For each of the 15 World Cups in the data set, let’s look at the correlation between each team’s points per game and its expected goals (xG) differential. (Note: If you won a knockout match in a penalty shootout, we’re counting that as a draw for these purposes. Sorry, Croatia.)
Over a long enough period of time, your xG differential becomes very predictive of success moving forward. It’s basically looking at the quality of the shots you produce versus that of your opponent, and while finishing skill obviously matters, it only matters so much. Give all these teams 100 games, and the ranking of xG differential will look just about exactly like your points-per-game ranking. Guarantee teams just three matches, and you’re going to get some funky results. And the results in 2022 were particularly funky.
Correlation between points per game and xG differential:
1966: 0.532
1970: 0.770
1974: 0.845
1978: 0.571
1982: 0.554
1986: 0.765
1990: 0.694
1994: 0.476
1998: 0.488
2002: 0.552
2006: 0.713
2010: 0.446
2014: 0.603
2018: 0.598
2022: 0.464
(Note: correlations come on a scale from -1 to 1. The closer it is to 1, the stronger the “When one goes up/down, the other goes up/down” connection. The closer it is to -1, the stronger the opposite link — when one goes up, the other goes down. And the closer it is to 0, the weaker the overall link between the two.)
What this tells us: While every stats teacher in the world will quickly point out that correlation doesn’t equal causation, we can say that, in this case, a high correlation between these two measures suggests that a given tournament had a lower number of strange, “Team A took three shots worth 0.1 xG, Team B took 17 shots worth 2.2, and Team A won, 1-0” results.

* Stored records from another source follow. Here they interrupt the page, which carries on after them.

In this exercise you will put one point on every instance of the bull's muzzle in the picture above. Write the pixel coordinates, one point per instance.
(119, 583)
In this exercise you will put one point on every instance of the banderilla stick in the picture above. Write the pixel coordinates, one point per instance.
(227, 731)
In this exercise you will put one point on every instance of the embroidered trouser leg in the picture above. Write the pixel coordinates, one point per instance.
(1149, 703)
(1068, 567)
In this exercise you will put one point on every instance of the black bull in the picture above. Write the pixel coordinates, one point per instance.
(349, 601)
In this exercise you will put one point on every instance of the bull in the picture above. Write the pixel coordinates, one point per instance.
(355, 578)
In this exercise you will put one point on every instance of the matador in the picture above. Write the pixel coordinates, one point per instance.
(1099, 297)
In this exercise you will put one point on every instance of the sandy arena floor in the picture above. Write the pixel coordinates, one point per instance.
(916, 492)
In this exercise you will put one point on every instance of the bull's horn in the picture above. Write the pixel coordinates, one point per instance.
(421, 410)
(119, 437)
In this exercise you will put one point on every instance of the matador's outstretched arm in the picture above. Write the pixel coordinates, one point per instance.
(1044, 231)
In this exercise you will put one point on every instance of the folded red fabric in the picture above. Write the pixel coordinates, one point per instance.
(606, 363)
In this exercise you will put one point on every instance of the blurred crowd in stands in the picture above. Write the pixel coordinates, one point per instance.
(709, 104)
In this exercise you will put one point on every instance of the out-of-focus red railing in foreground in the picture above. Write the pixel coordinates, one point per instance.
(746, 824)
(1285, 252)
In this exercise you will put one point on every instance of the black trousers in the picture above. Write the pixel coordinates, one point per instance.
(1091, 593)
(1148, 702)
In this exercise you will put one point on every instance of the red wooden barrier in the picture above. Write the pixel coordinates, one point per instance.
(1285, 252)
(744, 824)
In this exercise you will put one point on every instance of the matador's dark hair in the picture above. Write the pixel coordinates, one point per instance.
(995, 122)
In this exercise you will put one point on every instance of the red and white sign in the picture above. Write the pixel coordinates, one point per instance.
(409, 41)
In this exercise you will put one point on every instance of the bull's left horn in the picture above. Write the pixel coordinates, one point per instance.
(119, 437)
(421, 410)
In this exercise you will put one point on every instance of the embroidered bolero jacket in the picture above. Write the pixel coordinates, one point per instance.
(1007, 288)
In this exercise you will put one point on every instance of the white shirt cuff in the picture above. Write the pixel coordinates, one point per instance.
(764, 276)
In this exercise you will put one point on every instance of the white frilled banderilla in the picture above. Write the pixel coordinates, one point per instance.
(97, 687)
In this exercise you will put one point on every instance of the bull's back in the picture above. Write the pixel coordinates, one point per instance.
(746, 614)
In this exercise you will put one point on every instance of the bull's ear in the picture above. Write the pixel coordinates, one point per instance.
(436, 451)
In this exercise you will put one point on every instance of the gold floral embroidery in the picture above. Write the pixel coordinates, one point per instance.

As you see above, the 1974 World Cup had the highest correlation on the board. That year, Netherlands and West Germany produced by far the strongest xG figures in the competition and met in the final. There were some reasonably funky results — a pretty mediocre Brazil team (xG differential: +0.1 per match) reached the semifinals, while Scotland (+0.3) produced the third-best differential and failed to advance from the group stage. (They were tied with Yugoslavia and Brazil in Group 2 but fell short because of goal differential.) But all in all, the stats and results mostly agreed on the hierarchy of teams.

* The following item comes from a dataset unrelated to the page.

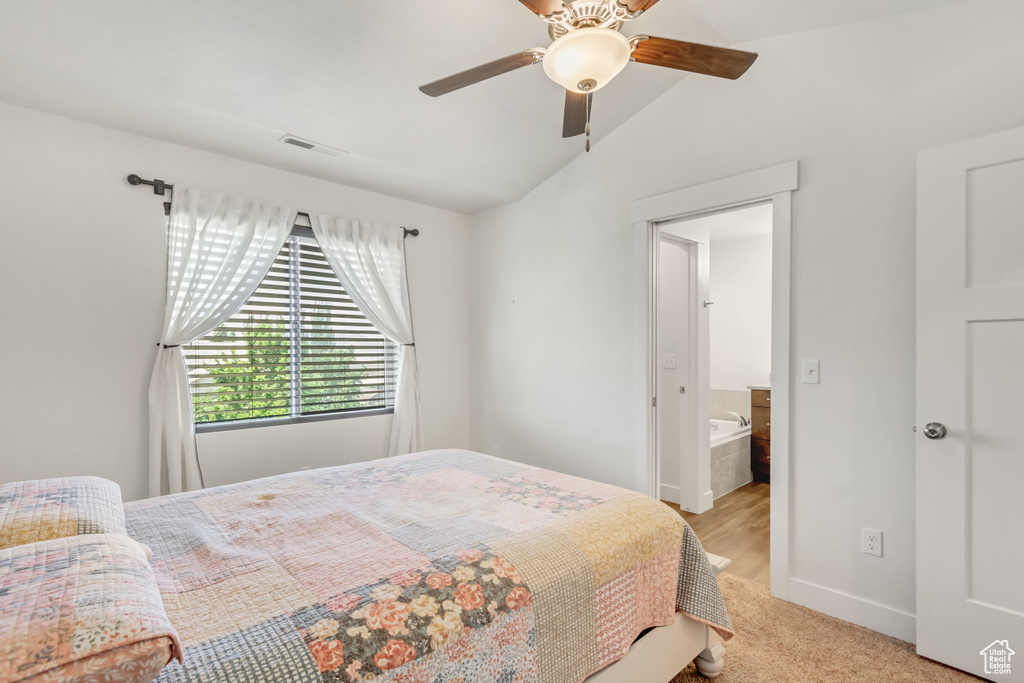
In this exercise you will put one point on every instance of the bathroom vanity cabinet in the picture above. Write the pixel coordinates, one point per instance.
(761, 434)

That has really not been the case at Qatar 2022. The team with by far the best xG differential in the competition — Germany (+2.2 per match) — finished third in Group E thanks to a super funky 2-1 loss to Japan (xG: Germany 3.1, Japan 1.5) and the goal-differential wrecker that was Spain’s 7-0 win over Costa Rica. Stats: literally for losers in this case.
The second-best team in the tournament, per xG differential? Brazil, which lost in a quarterfinal penalty shootout against Croatia. The teams drew 1-1 over 120 minutes despite a lopsided xG margin (Brazil 2.6, Croatia 0.6.)